Однако министерский циркуляр, доведенный до сведения заинтересованных сторон, не произвел должного впечатления на крестьян. Это обстоятельство было отмечено в посольстве Франции, где в очередной раз утвердились в убеждении относительно особенностей русского национального сознания, с присущим ему устойчивым стереотипом о добром царе и злодеях-боярах (читай, чиновниках).
Из депеши 1-го секретаря посольства Франции в Петербурге Анри Фурнье министру иностранных дел Эдуарду Тувенелю:
<…> «В России нет никакого доверия ко всему, что исходит от Администрации; здесь абсолютно верят только слову императора. Это предполагает, что император должен был бы говорить со всеми и повсюду. Министерский циркуляр произведет слабое впечатление; [определяемый им] фатальный срок, истекающий в марте 1863 года, будет продолжать оставаться предметом для беспокойства, что признается не только в правительстве; [этим опасениям] дают дополнительную мотивацию многочисленные отказы от работы и случаи частого неповиновения»[801]
. <…>Судя по донесениям французского посольства, относящимся к первой половине 1862 г., у дипломатов возникли тогда серьезные опасения по поводу успешного завершения предпринятой крестьянской реформы. Эти опасения связывались не только с обозначившейся в крестьянской среде и в обществе в целом неудовлетворенностью условиями, при которых произошло освобождение крестьян, но также с явной неподготовленностью правительственного аппарата в центре и на местах к проведению реформы. Более того, французские дипломаты усомнились даже в самом инициаторе отмены крепостного права – императоре Александре II, не обладавшем, как им показалось, качествами, необходимыми подлинному реформатору, и главными из этих качеств – решительностью и последовательностью. По мнению «петербургских французов», царю явно не достает твердости, что не позволяет ему полностью контролировать ситуацию не только в стране в целом, но даже в армии, считающейся одной из главных опор самодержавного строя.

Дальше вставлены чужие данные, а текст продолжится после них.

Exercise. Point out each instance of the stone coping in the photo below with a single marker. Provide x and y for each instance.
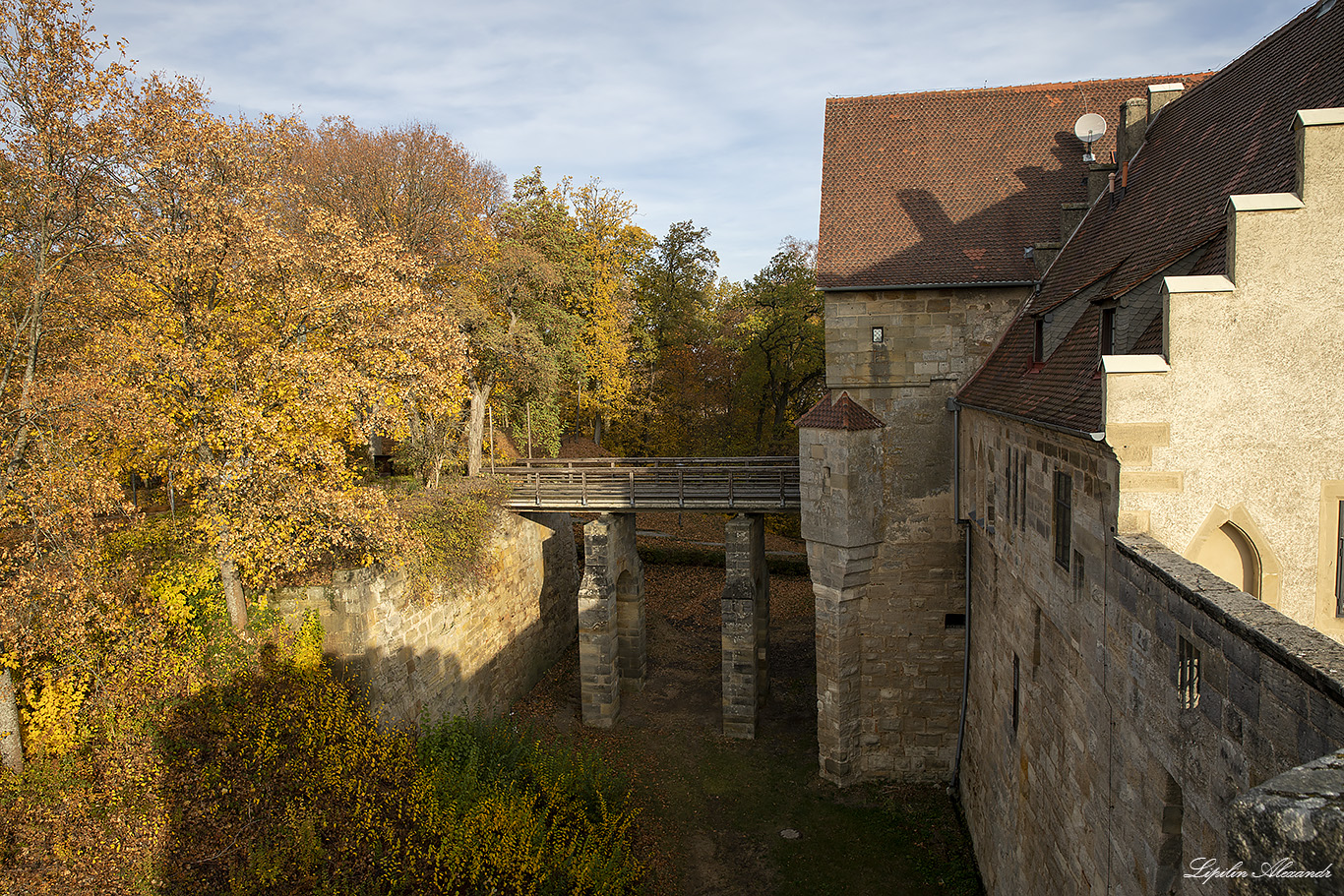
(1314, 657)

Из донесения А. Фурнье министру иностранных дел Э. Тувенелю:
<…> «Рука, которая управляет, очевидно слаба и нетверда; люди, которых она использует, ни к чему не подготовлены; [им] абсолютно не хватает опыта; [они] удивляются [развитию] событий, в которые оказались вовлечены и которые всерьез ничему [их] не учат, хотя на эти события надо бы смотреть как на предвестники будущего.

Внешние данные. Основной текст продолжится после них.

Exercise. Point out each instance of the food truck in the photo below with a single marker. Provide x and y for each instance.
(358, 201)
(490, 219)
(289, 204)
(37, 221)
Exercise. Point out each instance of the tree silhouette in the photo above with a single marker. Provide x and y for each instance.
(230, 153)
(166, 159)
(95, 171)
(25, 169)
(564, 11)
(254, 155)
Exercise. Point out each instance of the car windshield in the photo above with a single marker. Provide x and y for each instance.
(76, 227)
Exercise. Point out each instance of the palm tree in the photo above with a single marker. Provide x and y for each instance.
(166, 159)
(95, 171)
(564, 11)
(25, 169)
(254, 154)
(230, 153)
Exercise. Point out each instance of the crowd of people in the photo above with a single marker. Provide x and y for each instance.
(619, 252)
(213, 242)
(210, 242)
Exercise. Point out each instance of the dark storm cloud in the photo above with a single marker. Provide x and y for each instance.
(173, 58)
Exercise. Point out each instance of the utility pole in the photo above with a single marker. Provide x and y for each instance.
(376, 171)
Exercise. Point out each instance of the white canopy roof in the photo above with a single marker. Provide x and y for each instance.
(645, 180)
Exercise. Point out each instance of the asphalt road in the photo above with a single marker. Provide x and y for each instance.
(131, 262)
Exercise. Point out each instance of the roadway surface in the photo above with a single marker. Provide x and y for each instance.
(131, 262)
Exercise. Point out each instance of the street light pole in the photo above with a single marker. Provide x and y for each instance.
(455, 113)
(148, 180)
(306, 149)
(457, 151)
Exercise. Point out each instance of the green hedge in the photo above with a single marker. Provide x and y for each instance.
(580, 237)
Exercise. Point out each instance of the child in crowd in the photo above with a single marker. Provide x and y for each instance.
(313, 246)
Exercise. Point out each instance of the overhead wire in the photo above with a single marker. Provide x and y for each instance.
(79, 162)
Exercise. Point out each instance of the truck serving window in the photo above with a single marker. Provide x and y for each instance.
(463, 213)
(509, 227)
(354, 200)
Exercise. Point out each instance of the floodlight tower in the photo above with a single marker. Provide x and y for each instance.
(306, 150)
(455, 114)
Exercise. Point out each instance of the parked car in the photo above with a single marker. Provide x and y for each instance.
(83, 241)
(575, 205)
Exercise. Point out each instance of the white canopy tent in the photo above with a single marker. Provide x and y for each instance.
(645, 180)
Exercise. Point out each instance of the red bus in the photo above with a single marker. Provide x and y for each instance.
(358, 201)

Нынешнее положение вещей плачевно и опасно. <…> Нельзя быть уверенным в войсках и, в особенности в императорской гвардии. В данный момент император много ею занимается, без конца проводит полковые смотры, более чем когда-либо любит показываться перед солдатами и заявляет о своем доверии к ним. Остается лишь уповать на то, что это принесет желаемый результат»[802]

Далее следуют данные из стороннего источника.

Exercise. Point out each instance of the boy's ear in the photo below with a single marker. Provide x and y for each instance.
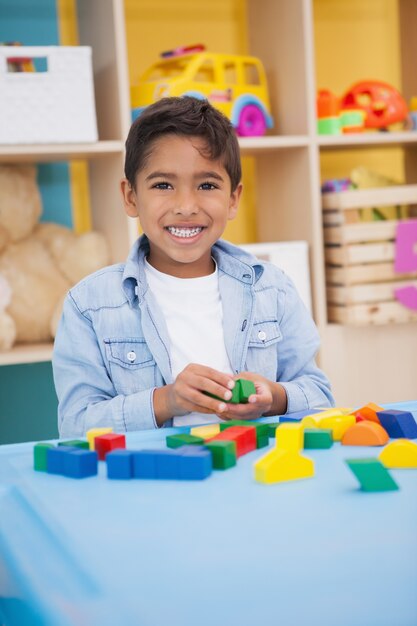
(129, 198)
(234, 201)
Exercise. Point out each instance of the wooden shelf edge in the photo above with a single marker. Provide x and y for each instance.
(30, 353)
(262, 144)
(58, 152)
(366, 140)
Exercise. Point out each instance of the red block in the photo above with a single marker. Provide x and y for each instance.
(244, 436)
(108, 442)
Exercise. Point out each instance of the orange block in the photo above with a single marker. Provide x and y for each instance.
(368, 412)
(365, 433)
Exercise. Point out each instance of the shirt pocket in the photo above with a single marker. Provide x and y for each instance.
(262, 355)
(131, 364)
(265, 334)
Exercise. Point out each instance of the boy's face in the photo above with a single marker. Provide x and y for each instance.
(183, 201)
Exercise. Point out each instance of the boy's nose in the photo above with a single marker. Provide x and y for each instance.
(186, 204)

. <…>Когда Фурнье говорил о ненадежности императорской гвардии, он, по всей видимости, имел в виду скандал, связанный с двумя гвардейскими офицерами, флигель-адъютантами Александра II. Это были сыновья покойного генерала
Скандал разразился на исходе весны 1862 г., когда в Зимнем дворце обнаружились революционные прокламации, что вызвало настоящий переполох среди его обитателей. Вскоре выяснилось, что это сделал младший из братьев Ростовцевых во время своего очередного дежурства в императорской резиденции. Впоследствии стало известно, что братья Ростовцевы занимались революционной пропагандой среди солдат, которых они обучали в одной из столичных воскресных школ. Дальнейшее расследование обнаружило факты проявления неблагонадежности не только в петербургском гарнизоне, но и в других армейских частях, где после этого были приняты надлежащие меры. В Петербурге, например, были закрыты две «неблагонадежные» воскресные школы для солдат, а также Шахматный клуб и Народная читальня, устроенные и руководимые прогрессивно настроенными офицерами. Вот что сообщал в Париж о скандальной истории с братьями Ростовцевыми А. Фурнье:
<…> «Сыновья генерала Ростовцева, – того самого, который посвятил себя подготовке вопроса об освобождении крестьян, умерев прежде, чем это было осуществлено, и заслуги которого император отметил тем, что удостоил его вдову графского титула, а двух его сыновей сделал графами, полковниками и своими флигель-адъютантами, – были отправлены в отставку, или, если следовать точной формулировке приказа, освобождены от службы.
Эти два брата-офицера, старший из которых в настоящий момент находится в Англии и поддерживает отношения с журналистом по имени Герцен, оказались одними из самых пылких приверженцев доктрин, распространявшихся в воскресных школах и народных читальнях.